The club was founded in 1946. The handball department was founded in the club in 1949. The club was promoted to the first division in 1957. In 1966, the association won its first medal, a bronze, and in 1968 it won the Finnish championship for the first time.

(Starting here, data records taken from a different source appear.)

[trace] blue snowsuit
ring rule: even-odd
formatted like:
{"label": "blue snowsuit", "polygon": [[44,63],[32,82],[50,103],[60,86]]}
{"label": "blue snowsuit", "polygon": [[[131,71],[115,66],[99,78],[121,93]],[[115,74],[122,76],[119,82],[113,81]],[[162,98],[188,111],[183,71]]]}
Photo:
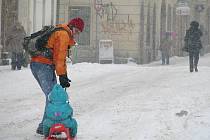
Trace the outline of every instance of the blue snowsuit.
{"label": "blue snowsuit", "polygon": [[45,136],[49,135],[50,127],[56,123],[64,124],[65,127],[70,128],[71,136],[76,136],[77,122],[72,118],[73,109],[68,99],[66,91],[60,85],[56,84],[49,94],[46,118],[43,121],[43,132]]}

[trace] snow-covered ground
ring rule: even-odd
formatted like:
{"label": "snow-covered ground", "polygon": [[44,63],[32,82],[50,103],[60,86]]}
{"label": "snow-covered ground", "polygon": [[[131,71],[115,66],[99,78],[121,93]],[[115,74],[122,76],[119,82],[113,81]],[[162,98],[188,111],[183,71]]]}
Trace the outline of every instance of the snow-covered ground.
{"label": "snow-covered ground", "polygon": [[[210,140],[210,54],[190,73],[188,58],[171,65],[69,65],[67,91],[78,140]],[[0,140],[35,134],[44,95],[30,69],[0,67]]]}

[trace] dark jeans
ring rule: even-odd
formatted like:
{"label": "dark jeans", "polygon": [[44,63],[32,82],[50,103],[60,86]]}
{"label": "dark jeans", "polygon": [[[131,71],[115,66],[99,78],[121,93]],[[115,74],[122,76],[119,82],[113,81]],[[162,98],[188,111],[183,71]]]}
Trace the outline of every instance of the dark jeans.
{"label": "dark jeans", "polygon": [[12,62],[11,62],[12,70],[15,70],[16,68],[20,70],[22,65],[22,60],[23,60],[23,53],[12,52]]}
{"label": "dark jeans", "polygon": [[162,55],[162,64],[169,64],[169,53],[166,51],[161,52]]}
{"label": "dark jeans", "polygon": [[197,68],[198,60],[199,60],[199,51],[189,52],[189,63],[191,71],[193,70],[193,68]]}
{"label": "dark jeans", "polygon": [[[53,65],[36,63],[36,62],[31,62],[30,67],[31,67],[32,74],[34,75],[35,79],[37,80],[42,91],[45,94],[45,99],[46,99],[45,110],[46,110],[46,106],[49,103],[48,95],[52,91],[53,86],[57,84],[55,68]],[[46,117],[45,110],[44,110],[44,115],[40,124],[43,123]]]}

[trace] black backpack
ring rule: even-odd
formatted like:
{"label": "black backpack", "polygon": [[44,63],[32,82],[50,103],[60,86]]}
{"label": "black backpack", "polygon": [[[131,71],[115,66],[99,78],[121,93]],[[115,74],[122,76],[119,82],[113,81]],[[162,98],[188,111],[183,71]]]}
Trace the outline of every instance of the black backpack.
{"label": "black backpack", "polygon": [[45,56],[52,58],[52,51],[47,48],[47,41],[55,31],[65,30],[62,27],[44,26],[40,31],[37,31],[30,36],[24,38],[23,48],[30,56]]}

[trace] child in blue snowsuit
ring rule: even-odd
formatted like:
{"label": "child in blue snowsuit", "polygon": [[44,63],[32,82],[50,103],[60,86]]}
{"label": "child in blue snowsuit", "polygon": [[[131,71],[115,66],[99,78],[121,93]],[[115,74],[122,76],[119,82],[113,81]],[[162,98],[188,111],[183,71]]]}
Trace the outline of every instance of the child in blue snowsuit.
{"label": "child in blue snowsuit", "polygon": [[77,134],[77,122],[72,118],[73,109],[68,101],[68,94],[58,84],[53,87],[53,90],[48,96],[49,104],[46,108],[46,119],[43,122],[44,136],[49,135],[50,127],[56,123],[64,124],[71,131],[71,136]]}

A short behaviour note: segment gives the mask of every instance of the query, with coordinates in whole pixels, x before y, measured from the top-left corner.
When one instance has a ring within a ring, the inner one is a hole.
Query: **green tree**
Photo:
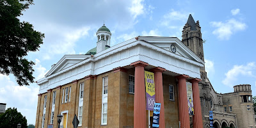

Due to conflicts within the association, which were rooted in the expensive trips of the handball team, the association stopped handball activities in 1974. Thanks to the active handball activists and the goodwill of the member associations of the handball association, BK-46 was able to restart the Finnish series, thus returning to the championship series in the 1976–1977 season. The team returned to the Finnish top in record time and won their second gold medal in 1979. The 1979 gold was the start of a rarely seen dominance as the club won 16 golds and three silvers in 20 seasons from 1979 to 1998. In his ranks with players such as Mikael Källman and Jan Rönnberg. The generation change in 1999 resulted in a silver medal, and in 2000 the club only finished fourth. He came second in 2001, but then won gold in 2002 and 2003, but lost the final in 2004. In 2006, however, the team became champion again. In 2007, the team won a bronze medal, but after that they were not even on the podium for many, many years. The team only became champions again in 2022. The club defended its championship title in 2023. So far, the club is a total of 22 champions and 14 cup winners.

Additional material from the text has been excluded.